Monitor with Google Cloud & Prometheus

Introduction: The Power of Golden Signals at the Edge

It’s late Friday afternoon—the kind of time you really don’t want something to go wrong—when the reports start coming in: the mobile app is painfully slow, eventually showing a generic “something went wrong” message.

I pull up the dashboards, and the problem is instantly visible at the edge: the API Gateway is returning a surge of 500 errors, with noticeable spikes in latency. It’s clear the issue is affecting all users.

Digging into the microservices, I find that one of the internal services—critical to processing user requests—has become extremely slow to respond. The upstream services that depend on it begin timing out and cancelling their HTTP requests, which in turn triggers error responses all the way up to the API Gateway. The result? A perfect storm of 5xx errors visible to every client.

The root cause is simple: the service is at capacity, and needs to be scaled up. Once I increase the replicas and give it some headroom, the latency drops, the errors disappear, and the app goes back to normal—with no issues throughout the weekend.

That experience reinforces something essential: problems at the edge are often the earliest and clearest indicators that something is wrong. If you’re only monitoring what’s happening deep inside your applications, you’re reacting too late.

That’s where the Golden Signals come in:

Latency – how long it takes to respond
Traffic – how much is going through
Errors – how many requests are failing
Saturation – how full or constrained your system is

These signals, when monitored at the HTTP Load Balancer or API Gateway level, give you instant visibility into how your system behaves from the user’s perspective. They also help quickly localize root causes and spot patterns—whether it’s a misbehaving deployment, a resource bottleneck, or an external abuse attempt.
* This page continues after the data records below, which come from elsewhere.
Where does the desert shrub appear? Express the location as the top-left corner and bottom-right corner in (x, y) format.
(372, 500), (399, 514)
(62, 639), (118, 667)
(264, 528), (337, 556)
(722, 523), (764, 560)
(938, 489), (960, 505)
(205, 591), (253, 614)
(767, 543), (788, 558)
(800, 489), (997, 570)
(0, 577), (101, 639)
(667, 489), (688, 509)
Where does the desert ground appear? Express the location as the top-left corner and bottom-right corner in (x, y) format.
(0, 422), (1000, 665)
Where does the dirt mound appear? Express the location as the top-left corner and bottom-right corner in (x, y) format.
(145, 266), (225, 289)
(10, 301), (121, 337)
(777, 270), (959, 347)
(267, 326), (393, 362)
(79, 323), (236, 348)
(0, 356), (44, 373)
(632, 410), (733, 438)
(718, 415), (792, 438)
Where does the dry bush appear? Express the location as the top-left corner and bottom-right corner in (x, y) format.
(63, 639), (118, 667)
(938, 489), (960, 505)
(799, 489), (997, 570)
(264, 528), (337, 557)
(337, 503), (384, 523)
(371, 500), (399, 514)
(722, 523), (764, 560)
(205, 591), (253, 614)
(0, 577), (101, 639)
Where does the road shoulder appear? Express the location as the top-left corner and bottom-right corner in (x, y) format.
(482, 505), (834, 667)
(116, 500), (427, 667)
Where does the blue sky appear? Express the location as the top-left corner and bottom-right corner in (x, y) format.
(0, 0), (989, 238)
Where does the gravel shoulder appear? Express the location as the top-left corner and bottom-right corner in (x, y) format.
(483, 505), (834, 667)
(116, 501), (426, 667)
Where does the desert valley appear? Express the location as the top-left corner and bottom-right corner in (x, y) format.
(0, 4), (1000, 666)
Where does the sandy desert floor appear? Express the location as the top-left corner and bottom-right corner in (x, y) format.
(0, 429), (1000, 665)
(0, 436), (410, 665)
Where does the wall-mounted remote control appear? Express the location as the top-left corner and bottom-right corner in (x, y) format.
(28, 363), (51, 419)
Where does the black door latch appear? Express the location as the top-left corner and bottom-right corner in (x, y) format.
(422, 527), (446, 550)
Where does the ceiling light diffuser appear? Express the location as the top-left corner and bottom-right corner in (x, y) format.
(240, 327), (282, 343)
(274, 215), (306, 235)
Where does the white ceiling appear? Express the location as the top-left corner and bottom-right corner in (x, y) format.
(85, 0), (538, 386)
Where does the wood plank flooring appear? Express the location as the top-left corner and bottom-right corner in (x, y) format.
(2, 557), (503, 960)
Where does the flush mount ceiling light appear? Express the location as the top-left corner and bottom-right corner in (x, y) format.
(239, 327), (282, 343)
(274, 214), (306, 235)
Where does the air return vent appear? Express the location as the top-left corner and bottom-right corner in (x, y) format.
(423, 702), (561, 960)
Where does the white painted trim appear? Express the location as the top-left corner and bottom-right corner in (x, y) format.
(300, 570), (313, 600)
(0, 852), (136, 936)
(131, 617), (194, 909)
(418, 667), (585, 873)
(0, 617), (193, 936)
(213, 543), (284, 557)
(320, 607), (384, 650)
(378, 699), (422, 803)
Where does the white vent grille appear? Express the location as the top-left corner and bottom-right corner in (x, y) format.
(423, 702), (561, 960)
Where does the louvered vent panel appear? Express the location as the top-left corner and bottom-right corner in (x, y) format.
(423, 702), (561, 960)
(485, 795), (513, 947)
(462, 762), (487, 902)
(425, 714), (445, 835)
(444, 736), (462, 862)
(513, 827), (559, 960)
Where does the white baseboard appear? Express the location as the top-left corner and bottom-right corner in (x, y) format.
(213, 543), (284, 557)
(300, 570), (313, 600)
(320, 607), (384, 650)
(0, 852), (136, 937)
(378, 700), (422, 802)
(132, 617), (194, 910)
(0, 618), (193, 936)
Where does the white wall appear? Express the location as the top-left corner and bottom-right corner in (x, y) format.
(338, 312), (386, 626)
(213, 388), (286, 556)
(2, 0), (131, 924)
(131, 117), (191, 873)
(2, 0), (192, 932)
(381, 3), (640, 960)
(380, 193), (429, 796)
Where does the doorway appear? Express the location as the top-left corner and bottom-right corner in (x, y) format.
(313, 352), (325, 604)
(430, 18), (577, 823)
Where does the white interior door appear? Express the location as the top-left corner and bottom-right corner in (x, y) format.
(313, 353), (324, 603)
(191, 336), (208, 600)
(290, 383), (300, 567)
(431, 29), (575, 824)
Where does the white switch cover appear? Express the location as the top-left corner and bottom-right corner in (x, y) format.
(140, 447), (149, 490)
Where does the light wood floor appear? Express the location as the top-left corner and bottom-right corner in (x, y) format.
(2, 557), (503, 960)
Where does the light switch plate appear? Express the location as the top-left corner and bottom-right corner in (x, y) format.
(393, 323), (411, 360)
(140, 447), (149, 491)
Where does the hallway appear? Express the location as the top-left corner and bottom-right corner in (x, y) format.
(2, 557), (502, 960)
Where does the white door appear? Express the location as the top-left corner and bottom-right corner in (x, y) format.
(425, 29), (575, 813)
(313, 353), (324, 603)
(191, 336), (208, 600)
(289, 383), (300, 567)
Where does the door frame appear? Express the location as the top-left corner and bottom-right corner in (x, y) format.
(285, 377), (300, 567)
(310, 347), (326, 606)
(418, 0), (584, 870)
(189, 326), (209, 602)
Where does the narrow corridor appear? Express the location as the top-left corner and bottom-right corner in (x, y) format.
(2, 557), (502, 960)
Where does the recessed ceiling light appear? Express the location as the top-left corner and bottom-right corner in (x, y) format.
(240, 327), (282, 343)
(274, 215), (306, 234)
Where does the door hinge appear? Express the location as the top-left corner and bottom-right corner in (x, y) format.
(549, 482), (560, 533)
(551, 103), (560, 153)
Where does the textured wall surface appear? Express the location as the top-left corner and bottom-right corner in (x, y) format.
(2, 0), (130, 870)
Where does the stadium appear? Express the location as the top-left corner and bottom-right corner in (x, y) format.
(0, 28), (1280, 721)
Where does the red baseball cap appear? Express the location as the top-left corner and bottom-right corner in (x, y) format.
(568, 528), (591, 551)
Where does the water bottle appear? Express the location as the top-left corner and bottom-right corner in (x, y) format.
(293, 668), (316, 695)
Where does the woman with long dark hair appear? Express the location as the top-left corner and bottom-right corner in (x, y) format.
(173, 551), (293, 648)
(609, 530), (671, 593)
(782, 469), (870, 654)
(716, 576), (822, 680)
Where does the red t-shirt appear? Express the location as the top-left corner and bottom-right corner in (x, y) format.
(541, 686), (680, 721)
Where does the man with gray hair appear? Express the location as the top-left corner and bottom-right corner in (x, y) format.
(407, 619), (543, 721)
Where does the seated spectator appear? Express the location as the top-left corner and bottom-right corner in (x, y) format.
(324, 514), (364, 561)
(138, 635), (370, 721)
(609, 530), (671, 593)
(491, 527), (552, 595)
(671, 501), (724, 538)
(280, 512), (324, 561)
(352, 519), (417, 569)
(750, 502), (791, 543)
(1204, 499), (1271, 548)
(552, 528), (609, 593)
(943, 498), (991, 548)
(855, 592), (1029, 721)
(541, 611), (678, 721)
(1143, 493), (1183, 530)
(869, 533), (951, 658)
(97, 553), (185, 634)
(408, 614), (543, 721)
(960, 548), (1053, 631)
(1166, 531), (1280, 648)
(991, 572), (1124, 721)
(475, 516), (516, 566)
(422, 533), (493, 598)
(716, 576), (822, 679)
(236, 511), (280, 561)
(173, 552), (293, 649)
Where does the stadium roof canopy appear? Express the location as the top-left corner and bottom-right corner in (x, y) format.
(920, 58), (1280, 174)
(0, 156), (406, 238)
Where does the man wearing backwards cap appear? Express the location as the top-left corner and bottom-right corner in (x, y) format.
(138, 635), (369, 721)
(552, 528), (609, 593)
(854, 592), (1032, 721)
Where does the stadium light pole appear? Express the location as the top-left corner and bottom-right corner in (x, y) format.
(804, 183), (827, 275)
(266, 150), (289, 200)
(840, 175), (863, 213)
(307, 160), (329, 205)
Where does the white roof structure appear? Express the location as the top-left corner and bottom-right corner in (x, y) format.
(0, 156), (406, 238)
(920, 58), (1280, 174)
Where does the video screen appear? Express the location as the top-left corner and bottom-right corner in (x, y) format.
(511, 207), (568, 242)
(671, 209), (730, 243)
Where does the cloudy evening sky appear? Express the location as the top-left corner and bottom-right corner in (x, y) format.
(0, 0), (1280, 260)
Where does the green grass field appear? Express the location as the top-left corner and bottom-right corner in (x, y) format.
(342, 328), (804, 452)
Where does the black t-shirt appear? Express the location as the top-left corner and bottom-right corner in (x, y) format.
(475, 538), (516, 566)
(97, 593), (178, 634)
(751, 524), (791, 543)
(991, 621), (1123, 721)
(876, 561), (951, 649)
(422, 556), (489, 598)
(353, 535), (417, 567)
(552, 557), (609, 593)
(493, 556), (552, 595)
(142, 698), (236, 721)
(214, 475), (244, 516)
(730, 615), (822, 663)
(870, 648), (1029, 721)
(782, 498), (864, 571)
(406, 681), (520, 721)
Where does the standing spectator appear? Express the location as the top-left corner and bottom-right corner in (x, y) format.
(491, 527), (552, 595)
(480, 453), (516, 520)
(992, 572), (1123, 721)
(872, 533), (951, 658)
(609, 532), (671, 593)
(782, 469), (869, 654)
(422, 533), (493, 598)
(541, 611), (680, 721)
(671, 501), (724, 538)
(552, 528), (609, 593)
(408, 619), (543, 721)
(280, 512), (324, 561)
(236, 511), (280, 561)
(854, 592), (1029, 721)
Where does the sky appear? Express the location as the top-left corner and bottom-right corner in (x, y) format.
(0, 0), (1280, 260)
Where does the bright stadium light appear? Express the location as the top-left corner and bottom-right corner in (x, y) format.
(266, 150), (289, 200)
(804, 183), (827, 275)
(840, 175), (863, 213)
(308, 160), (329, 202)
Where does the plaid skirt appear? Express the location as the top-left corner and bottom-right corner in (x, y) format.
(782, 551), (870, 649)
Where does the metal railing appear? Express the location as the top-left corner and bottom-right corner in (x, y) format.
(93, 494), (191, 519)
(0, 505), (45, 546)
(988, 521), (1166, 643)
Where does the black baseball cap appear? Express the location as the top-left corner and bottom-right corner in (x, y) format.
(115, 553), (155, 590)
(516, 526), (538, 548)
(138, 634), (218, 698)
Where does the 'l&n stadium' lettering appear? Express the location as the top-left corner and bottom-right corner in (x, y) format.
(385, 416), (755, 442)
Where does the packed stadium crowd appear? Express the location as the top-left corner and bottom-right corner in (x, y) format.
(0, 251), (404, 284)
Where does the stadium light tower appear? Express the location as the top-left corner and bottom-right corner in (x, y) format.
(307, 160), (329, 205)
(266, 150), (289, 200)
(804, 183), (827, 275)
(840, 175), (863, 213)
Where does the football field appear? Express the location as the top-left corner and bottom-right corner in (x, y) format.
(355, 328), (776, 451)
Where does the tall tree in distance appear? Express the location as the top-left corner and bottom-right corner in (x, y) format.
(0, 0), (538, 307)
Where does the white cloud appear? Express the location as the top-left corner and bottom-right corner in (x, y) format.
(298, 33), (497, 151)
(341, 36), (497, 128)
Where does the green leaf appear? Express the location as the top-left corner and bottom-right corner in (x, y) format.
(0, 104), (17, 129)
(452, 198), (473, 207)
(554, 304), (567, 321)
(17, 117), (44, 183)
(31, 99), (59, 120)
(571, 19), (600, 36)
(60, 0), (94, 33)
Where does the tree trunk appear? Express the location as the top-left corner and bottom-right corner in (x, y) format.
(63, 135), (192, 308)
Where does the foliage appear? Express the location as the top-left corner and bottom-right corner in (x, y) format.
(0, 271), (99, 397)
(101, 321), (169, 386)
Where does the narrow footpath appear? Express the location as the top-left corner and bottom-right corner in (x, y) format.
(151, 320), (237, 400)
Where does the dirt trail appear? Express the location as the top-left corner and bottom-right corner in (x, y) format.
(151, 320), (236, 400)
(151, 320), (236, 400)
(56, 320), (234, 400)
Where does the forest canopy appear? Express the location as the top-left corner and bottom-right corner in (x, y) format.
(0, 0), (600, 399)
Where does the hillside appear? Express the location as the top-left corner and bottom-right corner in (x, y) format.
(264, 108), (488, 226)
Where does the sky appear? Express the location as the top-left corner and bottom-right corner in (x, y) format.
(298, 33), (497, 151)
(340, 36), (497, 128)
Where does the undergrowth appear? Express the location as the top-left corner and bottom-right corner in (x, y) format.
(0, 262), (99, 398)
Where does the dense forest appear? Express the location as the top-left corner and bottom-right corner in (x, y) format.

In this post, I’ll walk through how we combined Google Cloud’s built-in metrics—like those from the HTTP Load Balancer—with Google Managed Prometheus (GMP) for a complete observability setup in GKE. You’ll see how to expose and scrape custom application metrics using GMP, while relying on GCP’s free, automatically collected signals for critical edge-level visibility. Together, these tools offer a powerful foundation for understanding performance issues, improving reliability, and even catching early signs of security problems—without over-complicating your monitoring stack or blowing your budget.

Why Google Managed Prometheus?

Prometheus is a fantastic tool—widely adopted, open-source, and supported by a rich ecosystem of exporters. But anyone who’s run it at scale knows: it starts simple, and gets complex fast.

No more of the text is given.